Though he has photographed celebrities at all major festivals and events, TIFF, Sundance, Cannes, the Oscars, the Emmys, etc., Pimentel cites New York’s MET Gala as his favorite red carpet to shoot. “I’m privileged that I get invited back every year,” he says humbly, “but it’s probably the most grueling red carpet you can be at. You are screaming at the top of your lungs; everybody is in the way, security makes it hard to get [celebrities] to pose and look at you. It’s a huge task, but you make it work.” Although the MET Gala is his favorite event, his most memorable red carpet moment was shooting Lady Gaga at TIFF when she was promoting A Star is Born. “She took the direction,” he explains, “There was no publicist in the way. Her people told security to stay out of her way and let her do her thing with the photographer. This was a dream.”

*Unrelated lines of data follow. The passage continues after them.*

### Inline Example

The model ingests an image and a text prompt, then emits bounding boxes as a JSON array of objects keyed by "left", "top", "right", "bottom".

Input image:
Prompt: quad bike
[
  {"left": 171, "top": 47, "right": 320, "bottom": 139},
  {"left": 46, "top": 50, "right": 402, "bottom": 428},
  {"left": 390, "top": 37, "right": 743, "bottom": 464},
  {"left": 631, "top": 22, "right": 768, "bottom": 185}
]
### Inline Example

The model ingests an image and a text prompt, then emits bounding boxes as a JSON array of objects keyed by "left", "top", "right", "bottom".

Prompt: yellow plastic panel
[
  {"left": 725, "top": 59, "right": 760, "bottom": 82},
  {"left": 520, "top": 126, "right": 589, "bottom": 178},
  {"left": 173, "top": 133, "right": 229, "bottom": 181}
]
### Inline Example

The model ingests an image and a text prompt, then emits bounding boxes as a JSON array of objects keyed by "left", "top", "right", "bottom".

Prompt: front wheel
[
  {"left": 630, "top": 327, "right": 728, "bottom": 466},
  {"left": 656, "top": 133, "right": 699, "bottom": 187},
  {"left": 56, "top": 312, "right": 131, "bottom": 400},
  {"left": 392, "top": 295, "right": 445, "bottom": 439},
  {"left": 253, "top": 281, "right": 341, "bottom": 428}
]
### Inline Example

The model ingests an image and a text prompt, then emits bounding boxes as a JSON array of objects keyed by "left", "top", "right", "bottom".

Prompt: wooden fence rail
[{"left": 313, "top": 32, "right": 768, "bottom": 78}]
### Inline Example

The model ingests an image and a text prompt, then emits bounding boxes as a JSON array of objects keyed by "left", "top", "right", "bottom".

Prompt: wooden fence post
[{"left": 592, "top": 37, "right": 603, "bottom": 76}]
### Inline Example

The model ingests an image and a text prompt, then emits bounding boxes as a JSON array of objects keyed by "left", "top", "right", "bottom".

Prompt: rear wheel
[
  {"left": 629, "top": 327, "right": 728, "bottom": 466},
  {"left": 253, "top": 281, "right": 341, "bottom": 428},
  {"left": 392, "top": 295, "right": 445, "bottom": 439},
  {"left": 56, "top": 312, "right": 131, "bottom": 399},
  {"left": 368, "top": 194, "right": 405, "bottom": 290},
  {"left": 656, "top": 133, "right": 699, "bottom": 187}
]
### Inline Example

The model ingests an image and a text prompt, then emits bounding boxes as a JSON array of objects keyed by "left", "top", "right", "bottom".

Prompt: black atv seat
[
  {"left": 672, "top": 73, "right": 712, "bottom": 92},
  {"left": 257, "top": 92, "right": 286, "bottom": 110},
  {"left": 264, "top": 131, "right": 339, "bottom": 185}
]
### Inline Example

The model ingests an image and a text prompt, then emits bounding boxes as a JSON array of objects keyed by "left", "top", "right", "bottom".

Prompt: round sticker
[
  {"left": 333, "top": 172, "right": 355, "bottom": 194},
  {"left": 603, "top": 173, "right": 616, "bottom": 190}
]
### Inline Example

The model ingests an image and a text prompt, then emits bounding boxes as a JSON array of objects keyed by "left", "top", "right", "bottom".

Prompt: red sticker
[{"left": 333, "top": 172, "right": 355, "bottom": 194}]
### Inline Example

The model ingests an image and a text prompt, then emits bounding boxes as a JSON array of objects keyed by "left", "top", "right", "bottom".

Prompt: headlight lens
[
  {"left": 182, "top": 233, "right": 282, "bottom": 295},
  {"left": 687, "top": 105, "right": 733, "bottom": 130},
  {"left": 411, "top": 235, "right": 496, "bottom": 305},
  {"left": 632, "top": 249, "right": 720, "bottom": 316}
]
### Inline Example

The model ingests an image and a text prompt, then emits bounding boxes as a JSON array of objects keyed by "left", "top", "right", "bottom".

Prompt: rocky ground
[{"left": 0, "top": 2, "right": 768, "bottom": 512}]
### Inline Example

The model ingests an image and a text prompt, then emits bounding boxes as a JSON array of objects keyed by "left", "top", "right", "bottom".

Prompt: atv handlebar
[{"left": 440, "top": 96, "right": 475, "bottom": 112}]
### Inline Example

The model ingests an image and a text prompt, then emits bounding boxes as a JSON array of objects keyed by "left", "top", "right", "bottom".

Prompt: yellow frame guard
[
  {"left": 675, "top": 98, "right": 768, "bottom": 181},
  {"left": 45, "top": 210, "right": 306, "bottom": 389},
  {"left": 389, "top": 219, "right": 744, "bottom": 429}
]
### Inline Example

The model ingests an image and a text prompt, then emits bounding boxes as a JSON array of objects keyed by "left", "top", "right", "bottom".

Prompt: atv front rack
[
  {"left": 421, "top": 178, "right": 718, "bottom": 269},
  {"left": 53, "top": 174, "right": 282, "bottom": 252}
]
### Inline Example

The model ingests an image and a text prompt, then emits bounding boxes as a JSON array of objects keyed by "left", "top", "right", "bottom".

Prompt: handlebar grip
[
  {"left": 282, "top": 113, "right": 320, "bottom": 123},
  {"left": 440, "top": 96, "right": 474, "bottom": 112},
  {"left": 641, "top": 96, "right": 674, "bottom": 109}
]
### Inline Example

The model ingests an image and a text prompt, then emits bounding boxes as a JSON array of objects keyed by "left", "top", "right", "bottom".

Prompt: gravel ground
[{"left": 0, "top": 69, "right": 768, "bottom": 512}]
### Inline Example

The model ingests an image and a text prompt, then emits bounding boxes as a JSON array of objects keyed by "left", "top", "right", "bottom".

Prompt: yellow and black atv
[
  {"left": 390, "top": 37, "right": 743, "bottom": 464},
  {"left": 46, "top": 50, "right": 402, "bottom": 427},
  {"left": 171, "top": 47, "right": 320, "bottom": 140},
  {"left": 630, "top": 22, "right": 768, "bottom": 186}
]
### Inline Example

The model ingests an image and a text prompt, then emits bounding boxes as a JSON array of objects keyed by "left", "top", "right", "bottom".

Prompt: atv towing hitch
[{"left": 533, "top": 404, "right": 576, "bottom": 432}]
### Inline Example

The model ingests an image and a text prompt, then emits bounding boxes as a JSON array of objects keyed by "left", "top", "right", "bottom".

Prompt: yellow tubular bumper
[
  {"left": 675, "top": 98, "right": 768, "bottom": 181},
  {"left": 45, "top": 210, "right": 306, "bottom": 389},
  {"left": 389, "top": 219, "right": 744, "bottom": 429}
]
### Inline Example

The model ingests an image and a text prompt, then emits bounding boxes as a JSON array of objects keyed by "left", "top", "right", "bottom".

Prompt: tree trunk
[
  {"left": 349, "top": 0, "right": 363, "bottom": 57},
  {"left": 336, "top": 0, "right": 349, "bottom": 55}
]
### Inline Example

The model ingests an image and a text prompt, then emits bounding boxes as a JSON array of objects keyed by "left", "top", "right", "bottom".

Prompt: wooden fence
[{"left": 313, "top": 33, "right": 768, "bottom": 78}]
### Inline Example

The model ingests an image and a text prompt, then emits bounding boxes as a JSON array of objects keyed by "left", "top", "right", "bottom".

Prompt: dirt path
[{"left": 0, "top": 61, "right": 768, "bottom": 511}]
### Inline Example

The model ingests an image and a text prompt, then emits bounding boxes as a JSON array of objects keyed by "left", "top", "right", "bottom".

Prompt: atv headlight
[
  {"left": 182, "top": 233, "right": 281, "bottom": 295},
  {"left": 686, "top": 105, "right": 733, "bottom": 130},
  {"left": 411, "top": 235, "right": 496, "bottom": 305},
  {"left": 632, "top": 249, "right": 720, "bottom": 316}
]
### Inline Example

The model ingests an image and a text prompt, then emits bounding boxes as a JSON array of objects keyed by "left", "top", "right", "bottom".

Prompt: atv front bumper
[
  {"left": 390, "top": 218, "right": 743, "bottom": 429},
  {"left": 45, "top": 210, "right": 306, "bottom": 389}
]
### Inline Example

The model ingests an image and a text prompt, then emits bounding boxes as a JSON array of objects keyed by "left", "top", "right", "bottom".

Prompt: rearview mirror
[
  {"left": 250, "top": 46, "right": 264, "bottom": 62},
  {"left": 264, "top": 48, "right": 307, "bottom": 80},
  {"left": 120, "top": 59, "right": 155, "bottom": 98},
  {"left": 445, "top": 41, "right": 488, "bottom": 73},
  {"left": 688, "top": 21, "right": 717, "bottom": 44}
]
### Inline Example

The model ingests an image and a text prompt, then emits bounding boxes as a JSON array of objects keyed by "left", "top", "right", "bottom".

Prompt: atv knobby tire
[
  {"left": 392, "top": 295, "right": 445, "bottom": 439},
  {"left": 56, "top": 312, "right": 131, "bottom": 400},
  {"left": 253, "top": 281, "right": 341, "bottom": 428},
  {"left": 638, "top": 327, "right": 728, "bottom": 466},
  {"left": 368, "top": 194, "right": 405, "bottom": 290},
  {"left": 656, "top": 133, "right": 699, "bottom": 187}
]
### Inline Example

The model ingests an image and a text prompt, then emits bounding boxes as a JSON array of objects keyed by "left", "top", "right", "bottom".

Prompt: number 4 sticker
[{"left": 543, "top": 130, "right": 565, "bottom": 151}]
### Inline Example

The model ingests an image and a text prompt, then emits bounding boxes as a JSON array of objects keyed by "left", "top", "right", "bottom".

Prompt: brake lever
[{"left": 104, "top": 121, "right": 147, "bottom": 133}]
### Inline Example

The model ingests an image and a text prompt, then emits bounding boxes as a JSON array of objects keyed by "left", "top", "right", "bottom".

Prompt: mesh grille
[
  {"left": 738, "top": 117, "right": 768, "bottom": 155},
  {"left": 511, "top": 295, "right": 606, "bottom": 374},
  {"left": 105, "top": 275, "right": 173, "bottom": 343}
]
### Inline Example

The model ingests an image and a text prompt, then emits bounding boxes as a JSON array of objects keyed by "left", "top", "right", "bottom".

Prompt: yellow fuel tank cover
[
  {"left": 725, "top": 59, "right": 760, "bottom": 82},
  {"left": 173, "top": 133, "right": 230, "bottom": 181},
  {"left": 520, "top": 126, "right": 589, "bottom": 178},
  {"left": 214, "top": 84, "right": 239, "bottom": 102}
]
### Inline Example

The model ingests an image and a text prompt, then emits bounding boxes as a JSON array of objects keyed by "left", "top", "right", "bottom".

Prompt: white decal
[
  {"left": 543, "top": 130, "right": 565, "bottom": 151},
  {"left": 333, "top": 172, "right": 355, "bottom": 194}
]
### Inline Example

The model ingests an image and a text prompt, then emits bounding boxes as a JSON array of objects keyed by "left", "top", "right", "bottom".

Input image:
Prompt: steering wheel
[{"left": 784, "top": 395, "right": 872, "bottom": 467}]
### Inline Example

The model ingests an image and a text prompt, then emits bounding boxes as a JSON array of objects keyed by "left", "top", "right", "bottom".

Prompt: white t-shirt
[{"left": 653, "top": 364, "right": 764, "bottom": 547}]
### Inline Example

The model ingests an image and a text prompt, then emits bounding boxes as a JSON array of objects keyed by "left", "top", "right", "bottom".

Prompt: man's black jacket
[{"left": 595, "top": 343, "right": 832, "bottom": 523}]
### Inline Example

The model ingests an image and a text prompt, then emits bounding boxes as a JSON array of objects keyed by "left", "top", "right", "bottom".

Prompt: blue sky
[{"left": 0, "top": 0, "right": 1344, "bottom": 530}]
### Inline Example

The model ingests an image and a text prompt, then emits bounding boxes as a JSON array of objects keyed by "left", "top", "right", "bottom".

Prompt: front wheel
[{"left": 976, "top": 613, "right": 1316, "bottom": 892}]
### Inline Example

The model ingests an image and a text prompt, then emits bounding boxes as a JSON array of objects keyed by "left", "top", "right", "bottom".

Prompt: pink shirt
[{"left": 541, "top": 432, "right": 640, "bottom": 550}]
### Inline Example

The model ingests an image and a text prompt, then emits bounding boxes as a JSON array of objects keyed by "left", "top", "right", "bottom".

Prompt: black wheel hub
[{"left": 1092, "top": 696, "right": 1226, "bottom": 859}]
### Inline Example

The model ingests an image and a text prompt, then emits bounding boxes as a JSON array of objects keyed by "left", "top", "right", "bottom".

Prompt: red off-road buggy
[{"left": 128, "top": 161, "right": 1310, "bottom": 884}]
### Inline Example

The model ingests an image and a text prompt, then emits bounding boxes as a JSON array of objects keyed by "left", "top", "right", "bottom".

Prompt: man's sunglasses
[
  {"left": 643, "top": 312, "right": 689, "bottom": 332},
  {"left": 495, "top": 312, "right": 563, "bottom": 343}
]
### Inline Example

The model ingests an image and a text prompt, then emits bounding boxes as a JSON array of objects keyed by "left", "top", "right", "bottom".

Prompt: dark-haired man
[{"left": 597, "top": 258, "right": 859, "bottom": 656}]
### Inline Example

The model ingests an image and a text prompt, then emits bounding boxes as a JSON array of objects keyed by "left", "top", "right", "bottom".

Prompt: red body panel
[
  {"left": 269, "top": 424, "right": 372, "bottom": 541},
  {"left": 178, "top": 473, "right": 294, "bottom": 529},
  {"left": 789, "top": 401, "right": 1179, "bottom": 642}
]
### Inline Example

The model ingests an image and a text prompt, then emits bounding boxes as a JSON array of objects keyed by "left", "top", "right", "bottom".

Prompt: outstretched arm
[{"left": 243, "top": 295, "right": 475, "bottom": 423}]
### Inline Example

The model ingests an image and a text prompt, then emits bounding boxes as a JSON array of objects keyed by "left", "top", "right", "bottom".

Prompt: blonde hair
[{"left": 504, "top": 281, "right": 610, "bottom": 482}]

Another reason celebrities are so drawn to Pimentel and his work is due to professionalism and respect for their boundaries. Unlike paparazzi that chase them down, drowning them in light flashes and inane questions while they leave Starbucks, Pimentel asks permission to take a photograph and is cognizant of their time and personal space. “I was never into making money off of them. I never wanted them to look bad. I was a fan. I worshipped them on the screen, and I wanted them to be glamorous,” he explains. With the influx of camera phones and social media, the need for paparazzi is dwindling, and Pimentel, for one, could not be happier. “[Paparazzi’s] background is money and sensationalism. That’s their motivation. I cannot relate to it. It’s greed. If there’s money to be made, there is always somebody there to do it.” Now celebrities are taking ownership of their media presence through Instagram and Twitter. They reach their fans directly through social media, and sell their photos directly to magazines, cutting out the paparazzo middle man.
Pimentel and his team take on over 500 events a year, and there are no signs of them slowing down anytime soon. The renowned photographer lists his family as a huge influence, not only for their keen artistic eyes but for the work ethic they instilled in him from a young age. His two heroes are his grandfather, the pioneer, and his father, the man who gave him the freedom to pursue any passion he so chose – that love just so happened to be the family business. Pimentel is very proud of his heritage and looks back at obstacles he has had to overcome as a badge of honor. He has worked incredibly hard to get to where he is now, and he is truly appreciative of the journey that got him here.